The project lender writing a construction loan against a new transmission substation needs to understand the OT cyber exposure embedded in that collateral. A transformer integrated into a monitored, segmented OT environment carries a different credit risk profile than one that isn't — and the difference is measurable in dollars. Learn how OT cyber risk fits the infrastructure debt lifecycle — from diligence to refinancing.

The underwriter placing coverage on a federally-prioritized grid asset needs a loss scenario in financial terms — not a maturity score or a heat map. The current OT cyber-physical insurance market is approximately $200 million against a tail exposure of $329.5 billion (Dragos/Marsh McLennan, 2025).
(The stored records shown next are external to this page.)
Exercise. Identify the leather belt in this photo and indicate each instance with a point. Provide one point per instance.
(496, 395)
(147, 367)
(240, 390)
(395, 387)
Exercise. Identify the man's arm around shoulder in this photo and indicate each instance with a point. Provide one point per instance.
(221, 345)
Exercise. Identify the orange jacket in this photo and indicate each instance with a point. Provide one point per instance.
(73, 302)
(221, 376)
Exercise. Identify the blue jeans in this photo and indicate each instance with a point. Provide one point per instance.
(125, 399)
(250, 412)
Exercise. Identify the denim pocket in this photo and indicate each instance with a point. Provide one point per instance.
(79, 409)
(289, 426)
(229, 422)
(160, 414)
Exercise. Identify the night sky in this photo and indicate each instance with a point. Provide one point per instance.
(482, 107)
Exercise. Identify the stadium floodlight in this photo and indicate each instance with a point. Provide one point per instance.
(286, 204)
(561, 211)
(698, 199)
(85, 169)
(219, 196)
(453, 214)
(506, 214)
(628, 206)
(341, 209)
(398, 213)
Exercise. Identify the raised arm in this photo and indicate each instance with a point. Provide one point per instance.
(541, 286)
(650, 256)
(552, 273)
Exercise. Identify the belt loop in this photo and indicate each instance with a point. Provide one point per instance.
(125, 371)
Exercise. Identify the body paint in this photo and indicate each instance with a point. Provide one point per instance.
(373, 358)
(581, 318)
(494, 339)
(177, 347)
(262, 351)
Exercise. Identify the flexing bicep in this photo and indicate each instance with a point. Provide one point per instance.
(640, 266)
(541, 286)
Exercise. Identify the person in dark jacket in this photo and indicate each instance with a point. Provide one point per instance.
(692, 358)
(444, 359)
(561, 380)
Federal capital flowing into critical grid infrastructure does not close that gap — it expands the pool of assets sitting inside it. Read more on the scale of the OT cyber protection gap.
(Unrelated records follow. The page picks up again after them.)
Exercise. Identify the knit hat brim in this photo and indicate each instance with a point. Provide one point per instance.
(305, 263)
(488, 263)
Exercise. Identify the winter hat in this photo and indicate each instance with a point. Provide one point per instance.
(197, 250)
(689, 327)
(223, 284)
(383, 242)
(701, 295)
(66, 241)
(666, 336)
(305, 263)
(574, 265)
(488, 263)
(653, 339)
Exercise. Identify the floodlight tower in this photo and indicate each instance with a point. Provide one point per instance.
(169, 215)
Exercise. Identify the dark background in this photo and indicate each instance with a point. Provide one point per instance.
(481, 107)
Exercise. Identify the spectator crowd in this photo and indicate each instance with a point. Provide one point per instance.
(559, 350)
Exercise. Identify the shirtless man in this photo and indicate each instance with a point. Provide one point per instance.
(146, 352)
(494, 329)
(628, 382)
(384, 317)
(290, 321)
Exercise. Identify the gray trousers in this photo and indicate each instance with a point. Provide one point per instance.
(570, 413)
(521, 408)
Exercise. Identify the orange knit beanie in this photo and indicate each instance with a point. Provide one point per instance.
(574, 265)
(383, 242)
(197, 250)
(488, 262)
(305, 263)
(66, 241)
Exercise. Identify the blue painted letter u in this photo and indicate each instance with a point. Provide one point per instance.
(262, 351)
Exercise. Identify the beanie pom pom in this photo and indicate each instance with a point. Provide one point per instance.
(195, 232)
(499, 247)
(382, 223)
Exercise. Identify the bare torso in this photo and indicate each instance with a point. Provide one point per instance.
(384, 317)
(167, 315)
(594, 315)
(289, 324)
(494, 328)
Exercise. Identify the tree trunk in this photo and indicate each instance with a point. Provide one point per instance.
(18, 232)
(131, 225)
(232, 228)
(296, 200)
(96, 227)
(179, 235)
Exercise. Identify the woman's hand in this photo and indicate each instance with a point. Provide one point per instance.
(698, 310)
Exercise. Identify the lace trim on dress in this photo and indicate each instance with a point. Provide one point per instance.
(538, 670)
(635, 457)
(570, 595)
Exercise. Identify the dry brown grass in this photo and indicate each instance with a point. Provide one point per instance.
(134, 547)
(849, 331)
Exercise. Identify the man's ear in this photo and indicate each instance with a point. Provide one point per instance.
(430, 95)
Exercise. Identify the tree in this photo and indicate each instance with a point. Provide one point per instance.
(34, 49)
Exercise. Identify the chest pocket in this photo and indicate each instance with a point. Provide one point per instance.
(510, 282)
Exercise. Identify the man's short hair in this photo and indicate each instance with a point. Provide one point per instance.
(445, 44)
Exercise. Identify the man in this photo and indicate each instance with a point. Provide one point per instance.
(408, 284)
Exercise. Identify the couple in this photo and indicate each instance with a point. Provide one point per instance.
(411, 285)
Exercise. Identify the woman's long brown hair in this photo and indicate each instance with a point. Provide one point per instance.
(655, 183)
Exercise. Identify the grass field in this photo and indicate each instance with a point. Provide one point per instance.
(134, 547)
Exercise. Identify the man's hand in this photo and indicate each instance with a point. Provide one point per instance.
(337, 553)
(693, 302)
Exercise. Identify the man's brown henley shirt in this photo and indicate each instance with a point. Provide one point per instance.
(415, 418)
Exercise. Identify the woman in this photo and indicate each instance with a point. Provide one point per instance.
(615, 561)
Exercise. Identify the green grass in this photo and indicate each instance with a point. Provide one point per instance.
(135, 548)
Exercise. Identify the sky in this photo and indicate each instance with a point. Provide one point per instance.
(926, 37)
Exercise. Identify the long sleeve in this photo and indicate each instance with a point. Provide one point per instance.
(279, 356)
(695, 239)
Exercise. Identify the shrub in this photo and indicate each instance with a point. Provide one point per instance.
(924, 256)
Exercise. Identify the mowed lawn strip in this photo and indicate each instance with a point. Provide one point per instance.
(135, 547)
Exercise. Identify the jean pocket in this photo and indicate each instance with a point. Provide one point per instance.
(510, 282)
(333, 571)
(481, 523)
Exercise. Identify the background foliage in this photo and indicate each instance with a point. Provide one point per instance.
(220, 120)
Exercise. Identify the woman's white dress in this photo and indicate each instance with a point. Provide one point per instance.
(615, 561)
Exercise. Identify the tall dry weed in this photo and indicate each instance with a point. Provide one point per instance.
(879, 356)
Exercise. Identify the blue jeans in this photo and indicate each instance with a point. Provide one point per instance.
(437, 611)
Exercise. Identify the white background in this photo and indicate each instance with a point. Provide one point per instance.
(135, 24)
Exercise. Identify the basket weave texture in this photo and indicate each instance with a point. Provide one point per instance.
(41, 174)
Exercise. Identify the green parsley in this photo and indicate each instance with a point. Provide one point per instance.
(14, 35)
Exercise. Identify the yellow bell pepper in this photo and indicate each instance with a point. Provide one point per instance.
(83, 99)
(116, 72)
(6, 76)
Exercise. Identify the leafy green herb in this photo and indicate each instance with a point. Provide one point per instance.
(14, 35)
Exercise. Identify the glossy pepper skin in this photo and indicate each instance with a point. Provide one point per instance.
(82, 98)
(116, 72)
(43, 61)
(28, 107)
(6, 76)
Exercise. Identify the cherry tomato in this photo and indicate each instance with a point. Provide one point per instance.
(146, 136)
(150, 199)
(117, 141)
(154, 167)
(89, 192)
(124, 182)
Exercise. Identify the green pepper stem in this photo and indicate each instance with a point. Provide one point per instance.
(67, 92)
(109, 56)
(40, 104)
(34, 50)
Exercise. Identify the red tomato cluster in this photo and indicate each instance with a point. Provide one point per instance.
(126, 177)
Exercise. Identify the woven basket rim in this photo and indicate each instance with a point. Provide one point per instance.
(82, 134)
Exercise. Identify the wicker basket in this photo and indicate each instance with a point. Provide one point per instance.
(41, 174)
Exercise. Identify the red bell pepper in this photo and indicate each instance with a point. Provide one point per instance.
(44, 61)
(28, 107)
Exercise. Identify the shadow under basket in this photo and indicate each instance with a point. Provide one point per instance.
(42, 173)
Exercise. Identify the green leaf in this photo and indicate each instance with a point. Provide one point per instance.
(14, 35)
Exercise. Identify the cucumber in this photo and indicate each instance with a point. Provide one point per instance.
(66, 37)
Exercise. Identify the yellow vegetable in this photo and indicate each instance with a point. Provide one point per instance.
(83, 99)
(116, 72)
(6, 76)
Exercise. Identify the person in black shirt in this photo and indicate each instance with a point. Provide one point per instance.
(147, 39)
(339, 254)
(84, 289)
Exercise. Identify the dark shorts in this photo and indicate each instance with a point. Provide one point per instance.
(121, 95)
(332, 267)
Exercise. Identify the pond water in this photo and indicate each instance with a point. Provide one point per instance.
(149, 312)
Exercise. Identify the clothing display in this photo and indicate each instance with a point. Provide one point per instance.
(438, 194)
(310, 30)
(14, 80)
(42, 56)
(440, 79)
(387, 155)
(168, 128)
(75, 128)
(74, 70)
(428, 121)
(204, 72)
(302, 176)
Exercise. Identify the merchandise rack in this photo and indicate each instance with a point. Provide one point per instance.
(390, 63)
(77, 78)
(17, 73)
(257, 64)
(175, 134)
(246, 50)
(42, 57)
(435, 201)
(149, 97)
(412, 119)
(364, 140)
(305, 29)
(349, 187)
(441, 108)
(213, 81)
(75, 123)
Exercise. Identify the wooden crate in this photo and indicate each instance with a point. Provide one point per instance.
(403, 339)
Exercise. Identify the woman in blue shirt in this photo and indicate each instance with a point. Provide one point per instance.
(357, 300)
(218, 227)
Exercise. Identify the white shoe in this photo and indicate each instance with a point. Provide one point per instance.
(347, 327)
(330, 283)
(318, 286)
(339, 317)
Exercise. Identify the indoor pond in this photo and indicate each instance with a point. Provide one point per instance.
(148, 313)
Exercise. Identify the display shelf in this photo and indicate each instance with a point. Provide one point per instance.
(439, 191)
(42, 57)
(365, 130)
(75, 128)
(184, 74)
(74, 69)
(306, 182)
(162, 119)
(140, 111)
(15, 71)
The CFO of an infrastructure fund or asset operator deploying capital into DPA-prioritized infrastructure faces a direct governance question: what is the OT cyber-physical expected annual loss on this asset, and what portion is transferable through insurance? Investment committees are beginning to require evidence-based answers to that question. The evidence does not currently exist for most grid assets.


 

The DPA does not produce OT cyber risk models

The Defense Production Act addresses supply chain and manufacturing capacity — not the cyber risk profile of the assets it brings into existence. A domestically manufactured transformer is not inherently safer from an OT cyber perspective than an imported one. The risk lies in connectivity, control architecture, and monitoring posture — none of which the DPA directive addresses.

Two weeks before the Presidential Determination, CISA's joint advisory AA26-097A confirmed that Iranian APT actors are already exploiting the exact category of control systems used to manage grid infrastructure — Rockwell/Allen-Bradley PLCs, in water, energy, and government environments, with confirmed operational disruption and financial losses. CISA AA26-097A: Iranian APT is actively exploiting Rockwell PLCs across US critical infrastructure.
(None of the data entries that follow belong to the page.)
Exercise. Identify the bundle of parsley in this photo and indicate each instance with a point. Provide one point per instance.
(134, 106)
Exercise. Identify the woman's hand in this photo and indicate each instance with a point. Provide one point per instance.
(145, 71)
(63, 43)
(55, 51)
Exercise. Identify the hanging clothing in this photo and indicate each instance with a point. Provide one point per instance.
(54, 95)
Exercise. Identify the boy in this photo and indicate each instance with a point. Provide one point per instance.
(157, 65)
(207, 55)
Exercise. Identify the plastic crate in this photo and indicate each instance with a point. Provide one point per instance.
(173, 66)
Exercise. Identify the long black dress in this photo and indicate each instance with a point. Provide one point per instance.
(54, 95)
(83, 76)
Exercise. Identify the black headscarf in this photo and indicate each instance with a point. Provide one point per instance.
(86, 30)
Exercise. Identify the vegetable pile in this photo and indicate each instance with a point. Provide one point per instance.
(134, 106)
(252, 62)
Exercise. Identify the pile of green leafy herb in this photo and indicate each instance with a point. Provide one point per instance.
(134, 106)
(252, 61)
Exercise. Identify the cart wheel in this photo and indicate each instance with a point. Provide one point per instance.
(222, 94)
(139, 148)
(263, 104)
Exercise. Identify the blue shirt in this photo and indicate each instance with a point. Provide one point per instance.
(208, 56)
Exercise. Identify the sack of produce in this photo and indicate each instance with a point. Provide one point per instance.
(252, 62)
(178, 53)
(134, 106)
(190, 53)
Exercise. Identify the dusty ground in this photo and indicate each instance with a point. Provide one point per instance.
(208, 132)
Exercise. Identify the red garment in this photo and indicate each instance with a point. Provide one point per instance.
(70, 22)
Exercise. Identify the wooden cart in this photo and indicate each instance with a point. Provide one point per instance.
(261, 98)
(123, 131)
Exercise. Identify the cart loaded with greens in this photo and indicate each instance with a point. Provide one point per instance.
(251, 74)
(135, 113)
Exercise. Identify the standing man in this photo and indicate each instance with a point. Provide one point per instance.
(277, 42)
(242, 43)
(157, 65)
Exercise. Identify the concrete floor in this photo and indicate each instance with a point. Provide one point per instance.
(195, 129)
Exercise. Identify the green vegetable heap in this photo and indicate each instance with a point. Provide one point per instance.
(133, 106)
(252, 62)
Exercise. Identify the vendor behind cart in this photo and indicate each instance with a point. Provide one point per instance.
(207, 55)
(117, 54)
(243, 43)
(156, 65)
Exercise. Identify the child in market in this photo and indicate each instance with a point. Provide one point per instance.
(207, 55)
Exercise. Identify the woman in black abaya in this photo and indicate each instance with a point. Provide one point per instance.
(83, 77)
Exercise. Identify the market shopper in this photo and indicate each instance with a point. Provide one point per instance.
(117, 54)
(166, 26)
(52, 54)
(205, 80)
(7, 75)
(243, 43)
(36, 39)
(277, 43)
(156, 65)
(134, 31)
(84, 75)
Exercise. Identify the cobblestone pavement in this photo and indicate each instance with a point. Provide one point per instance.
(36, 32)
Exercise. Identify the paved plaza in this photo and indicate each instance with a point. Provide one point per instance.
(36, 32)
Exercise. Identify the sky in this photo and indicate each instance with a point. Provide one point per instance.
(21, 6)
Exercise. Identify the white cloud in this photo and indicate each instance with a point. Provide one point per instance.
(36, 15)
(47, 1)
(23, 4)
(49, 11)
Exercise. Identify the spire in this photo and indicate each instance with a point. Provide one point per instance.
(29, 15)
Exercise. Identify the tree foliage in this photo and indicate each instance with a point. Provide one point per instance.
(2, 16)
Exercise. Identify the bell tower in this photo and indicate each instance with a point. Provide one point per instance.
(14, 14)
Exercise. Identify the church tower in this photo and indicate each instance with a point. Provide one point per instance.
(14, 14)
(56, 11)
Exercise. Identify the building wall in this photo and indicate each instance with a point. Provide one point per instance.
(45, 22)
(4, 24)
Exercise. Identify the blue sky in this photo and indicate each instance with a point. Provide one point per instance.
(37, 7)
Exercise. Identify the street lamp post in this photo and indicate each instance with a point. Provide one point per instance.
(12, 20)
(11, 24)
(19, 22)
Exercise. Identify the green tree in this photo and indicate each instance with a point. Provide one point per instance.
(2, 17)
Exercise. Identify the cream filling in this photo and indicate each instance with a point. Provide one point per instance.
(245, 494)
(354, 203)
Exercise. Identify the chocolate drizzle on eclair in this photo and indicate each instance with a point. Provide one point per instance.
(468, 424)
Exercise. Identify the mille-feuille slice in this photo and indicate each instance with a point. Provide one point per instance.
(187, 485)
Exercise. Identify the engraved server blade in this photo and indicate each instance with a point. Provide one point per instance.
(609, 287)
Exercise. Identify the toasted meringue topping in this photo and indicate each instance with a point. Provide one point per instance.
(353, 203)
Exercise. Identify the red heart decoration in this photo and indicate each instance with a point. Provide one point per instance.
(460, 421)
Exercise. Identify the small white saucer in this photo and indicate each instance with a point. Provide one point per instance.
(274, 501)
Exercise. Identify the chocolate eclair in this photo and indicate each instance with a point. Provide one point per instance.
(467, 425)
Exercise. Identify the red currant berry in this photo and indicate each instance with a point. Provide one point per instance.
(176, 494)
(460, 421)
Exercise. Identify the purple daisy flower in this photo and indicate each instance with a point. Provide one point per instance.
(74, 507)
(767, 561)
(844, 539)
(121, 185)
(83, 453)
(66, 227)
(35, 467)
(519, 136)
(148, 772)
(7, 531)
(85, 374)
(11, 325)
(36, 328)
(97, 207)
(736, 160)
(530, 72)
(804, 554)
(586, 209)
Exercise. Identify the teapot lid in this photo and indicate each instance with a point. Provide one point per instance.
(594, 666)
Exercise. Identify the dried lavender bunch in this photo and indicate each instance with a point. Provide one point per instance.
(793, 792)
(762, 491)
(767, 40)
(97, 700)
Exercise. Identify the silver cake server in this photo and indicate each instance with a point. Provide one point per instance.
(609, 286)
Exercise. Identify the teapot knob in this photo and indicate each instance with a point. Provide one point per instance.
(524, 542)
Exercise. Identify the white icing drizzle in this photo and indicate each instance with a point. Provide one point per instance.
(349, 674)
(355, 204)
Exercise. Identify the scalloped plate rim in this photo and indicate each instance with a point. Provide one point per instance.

The assets the DPA prioritizes are already targeted. The capital markets that will finance and insure them do not yet have the OT cyber risk numbers they need.


 

What CRQ produces for grid infrastructure

DeRISK CRQ translates the OT cyber exposure of an industrial facility into financial terms: expected annual loss, value at risk at the 95th and 99th percentile, attack vector decomposition mapped to MITRE ATT&CK for ICS, and the quantified ROI of proposed security investments. Those outputs are usable by credit committees, insurance placements, and investment governance — not as a qualitative adjunct to an existing risk process, but as the financial input those processes require.

The Presidential Determination clarified which assets are nationally critical. CRQ provides the financial risk number those assets still lack.